Werkomstandigheden van pneumatische dubbele membraanpomp




Luchtbediende dubbele membraanpompen worden aangedreven door perslucht, stikstof en aardgas. De primaire directionele (pneumatische) regelklep verdeelt samengeperste lucht naar de gaskamer en oefent een uniforme druk uit op het binnenoppervlak van het membraan. Het gas dat gelijktijdig wordt afgevoerd door de pneumatische dubbele membraanpomp wordt via de geleidepoort van de gasklep aan de achterkant van de andere kant van de pomp afgevoerd.
Wanneer de luchtdruk in de binnenholte van de pneumatische dubbele membraanpomp de druk in de vloeistofholte overschrijdt, beweegt de drijfstang heen en weer, ontlaadt aan de ene kant en inademt aan de andere kant. De richting van afvoer en zuiging van vloeistof wordt bepaald door de richting van de terugslagklep (kogel- of klepklep). De zuigslag zorgt ervoor dat de pomp zuigt. De zuigslag verlaagt de kamerdruk en verhoogt het kamervolume. Dit creëert een atmosferisch drukverschil dat de vloeistof door de zuigpijp, via het terugslagventiel aan de zuigzijde en in de externe vloeistofkamer duwt. De zuigzijslag initieert ook een heen-en en weer bewegende (verplaatsing, slag of cyclus) beweging van de pomp.

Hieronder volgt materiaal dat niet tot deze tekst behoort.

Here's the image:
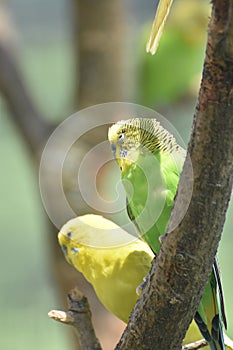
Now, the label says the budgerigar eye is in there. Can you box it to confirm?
[61,244,67,255]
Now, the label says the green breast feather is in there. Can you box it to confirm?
[108,118,226,350]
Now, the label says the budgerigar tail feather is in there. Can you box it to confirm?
[194,311,226,350]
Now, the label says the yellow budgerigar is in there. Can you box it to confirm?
[58,214,233,349]
[58,215,154,322]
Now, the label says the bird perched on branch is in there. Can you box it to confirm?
[108,118,227,350]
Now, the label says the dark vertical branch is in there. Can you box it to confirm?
[117,0,233,350]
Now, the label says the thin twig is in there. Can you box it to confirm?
[182,339,208,350]
[48,288,102,350]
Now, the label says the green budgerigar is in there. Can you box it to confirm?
[108,118,226,350]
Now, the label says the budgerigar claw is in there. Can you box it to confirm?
[136,275,149,296]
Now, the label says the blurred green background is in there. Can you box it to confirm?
[0,0,233,350]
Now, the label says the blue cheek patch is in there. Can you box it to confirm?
[61,244,68,255]
[67,231,73,239]
[111,143,116,157]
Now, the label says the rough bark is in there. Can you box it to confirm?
[48,289,102,350]
[116,0,233,350]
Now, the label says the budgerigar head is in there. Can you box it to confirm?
[108,118,179,171]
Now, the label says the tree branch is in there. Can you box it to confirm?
[116,0,233,350]
[182,339,208,350]
[48,289,102,350]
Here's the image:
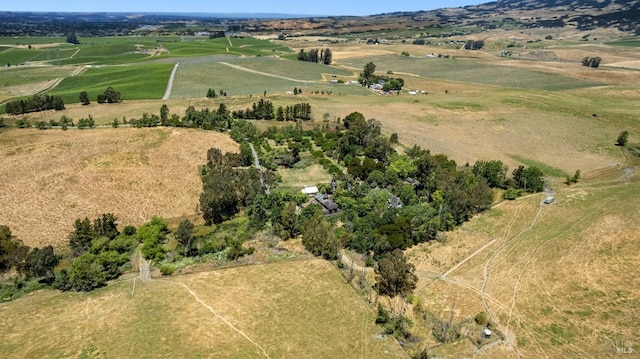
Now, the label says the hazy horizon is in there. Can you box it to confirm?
[0,0,487,16]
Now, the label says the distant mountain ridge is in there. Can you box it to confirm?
[0,0,640,36]
[436,0,640,33]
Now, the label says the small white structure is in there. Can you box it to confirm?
[302,186,319,196]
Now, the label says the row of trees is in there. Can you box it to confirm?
[207,88,227,98]
[298,48,333,65]
[0,225,60,286]
[6,95,64,115]
[358,62,404,92]
[79,86,122,106]
[231,99,311,121]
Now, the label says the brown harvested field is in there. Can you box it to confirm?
[0,128,238,246]
[0,260,406,358]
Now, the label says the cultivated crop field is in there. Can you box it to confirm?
[171,56,369,101]
[48,64,173,104]
[0,128,237,247]
[0,260,405,358]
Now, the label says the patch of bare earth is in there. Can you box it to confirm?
[0,128,238,246]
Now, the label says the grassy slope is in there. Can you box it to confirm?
[47,64,173,104]
[0,260,403,358]
[411,161,640,358]
[342,55,598,91]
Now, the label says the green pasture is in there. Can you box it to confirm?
[47,64,173,103]
[0,47,47,66]
[171,56,370,98]
[0,66,75,88]
[61,42,156,65]
[226,37,291,52]
[345,55,599,91]
[227,57,353,81]
[162,37,290,56]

De binnenplaat van de pneumatische dubbelmembraanpomp trekt mechanisch het zuigmembraan door de slag, en de binnenplaat van de pneumatische dubbelmembraanpomp maakt contact met de uitgelijnde aandrijfzuiger om de geleidingsklepkern te bewegen. Nadat de pilotventiel is geactiveerd, stuurt deze een druksignaal naar het andere uiteinde van de hoofdrichtingsluchtventiel. De pneumatische dubbele membraanpomp verandert de richting van de samengeperste lucht naar de andere kant van de binnenkamer, waarbij de beweging wordt herhaald om de continue levering van het medium te voltooien.